Water is an indispensable substance, forming the foundation of all life on Earth. Among its unique characteristics, water’s “stickiness,” known as cohesion, stands out as a fundamental attribute that underpins countless biological phenomena, making life possible in diverse environments.
The Sticky Truth: What Cohesion Is
Cohesion describes the strong attraction between molecules of the same type. Water molecules are polar, with slight positive charges on their hydrogen atoms and a slight negative charge on their oxygen atom. This polarity allows them to form weak electrical bonds, called hydrogen bonds, with neighboring water molecules. Each water molecule can form up to four hydrogen bonds, creating a network that holds water together.
Adhesion is a related property, describing the attraction between water molecules and different substances. Water’s polarity allows it to interact with other charged or polar surfaces. Together, cohesion and adhesion create surface tension, the resistance of a liquid’s surface to rupture. At the water’s surface, molecules are more strongly attracted to neighboring water molecules than to the air, forming a thin, elastic “skin”.
Life’s Lifeline: Water Transport in Plants
One primary example of cohesion’s impact is water transport in plants. Plants absorb water and nutrients from the soil, moving them against gravity to great heights. This upward movement relies on cohesion and adhesion through capillary action. Capillary action allows water to move up narrow tubes like xylem vessels, as adhesive forces pull water molecules up the walls while cohesive forces link them in a continuous column.

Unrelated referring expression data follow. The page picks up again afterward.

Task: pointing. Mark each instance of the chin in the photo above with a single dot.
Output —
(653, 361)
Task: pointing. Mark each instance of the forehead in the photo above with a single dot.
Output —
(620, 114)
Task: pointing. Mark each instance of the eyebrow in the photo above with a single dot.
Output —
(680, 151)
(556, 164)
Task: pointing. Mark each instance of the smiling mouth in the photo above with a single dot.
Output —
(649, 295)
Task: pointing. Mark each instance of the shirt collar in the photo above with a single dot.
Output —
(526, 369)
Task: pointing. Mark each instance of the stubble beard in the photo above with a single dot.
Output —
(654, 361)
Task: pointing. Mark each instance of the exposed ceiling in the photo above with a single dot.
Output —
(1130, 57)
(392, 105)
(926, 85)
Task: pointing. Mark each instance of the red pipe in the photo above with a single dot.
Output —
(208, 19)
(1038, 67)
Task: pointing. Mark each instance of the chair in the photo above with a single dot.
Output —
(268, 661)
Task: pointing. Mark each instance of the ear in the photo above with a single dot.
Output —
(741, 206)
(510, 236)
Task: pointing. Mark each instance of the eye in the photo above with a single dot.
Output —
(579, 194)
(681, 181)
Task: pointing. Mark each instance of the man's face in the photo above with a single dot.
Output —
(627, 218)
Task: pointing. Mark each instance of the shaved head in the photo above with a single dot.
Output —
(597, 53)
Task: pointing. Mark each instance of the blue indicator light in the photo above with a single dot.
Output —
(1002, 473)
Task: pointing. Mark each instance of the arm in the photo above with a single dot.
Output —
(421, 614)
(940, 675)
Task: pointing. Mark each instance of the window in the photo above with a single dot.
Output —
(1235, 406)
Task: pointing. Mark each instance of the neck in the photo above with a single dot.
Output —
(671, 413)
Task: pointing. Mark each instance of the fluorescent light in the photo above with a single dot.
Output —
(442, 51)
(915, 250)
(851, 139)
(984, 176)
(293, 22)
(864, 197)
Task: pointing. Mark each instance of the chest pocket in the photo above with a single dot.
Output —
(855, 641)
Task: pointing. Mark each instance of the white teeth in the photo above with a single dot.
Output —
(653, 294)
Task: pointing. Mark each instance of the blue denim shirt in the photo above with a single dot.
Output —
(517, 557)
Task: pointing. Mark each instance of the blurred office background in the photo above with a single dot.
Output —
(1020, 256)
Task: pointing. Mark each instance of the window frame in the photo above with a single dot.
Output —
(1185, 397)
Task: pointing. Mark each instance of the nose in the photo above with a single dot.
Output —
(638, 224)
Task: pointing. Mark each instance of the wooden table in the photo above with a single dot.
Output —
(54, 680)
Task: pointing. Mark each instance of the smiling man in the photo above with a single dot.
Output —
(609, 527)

As water evaporates from leaves through stomata, a process called transpiration occurs. This evaporation creates a negative pressure, or “pull,” at the top of the xylem’s water column. Because water molecules are strongly cohesive, this pull transmits down the column, drawing more water upward from the roots. Without these cohesive forces maintaining an unbroken chain, plants could not efficiently transport water and nutrients.
Beyond the Green: Cohesion’s Wider Impact
Cohesion’s influence extends beyond plant water transport, shaping various aspects of life and ecosystems. Surface tension, a direct result of cohesion, allows small organisms to interact uniquely with aquatic environments. For instance, water striders can walk on water, exploiting the “skin” created by cohesive forces at the surface. Their specialized legs distribute weight, preventing them from breaking through the water’s surface tension.
Water’s cohesive properties also contribute to maintaining the structural integrity of biological cells and tissues. As a primary component of most living organisms, the strong hydrogen bonding between water molecules helps give cells their shape and provides a stable internal environment for biological processes.
This cohesive nature also indirectly contributes to temperature regulation. Water has a high specific heat capacity, meaning it can absorb or release a large amount of heat with only a small temperature change. This property, linked to the energy required to break and form hydrogen bonds, allows water to buffer temperature fluctuations and maintain stable conditions for life.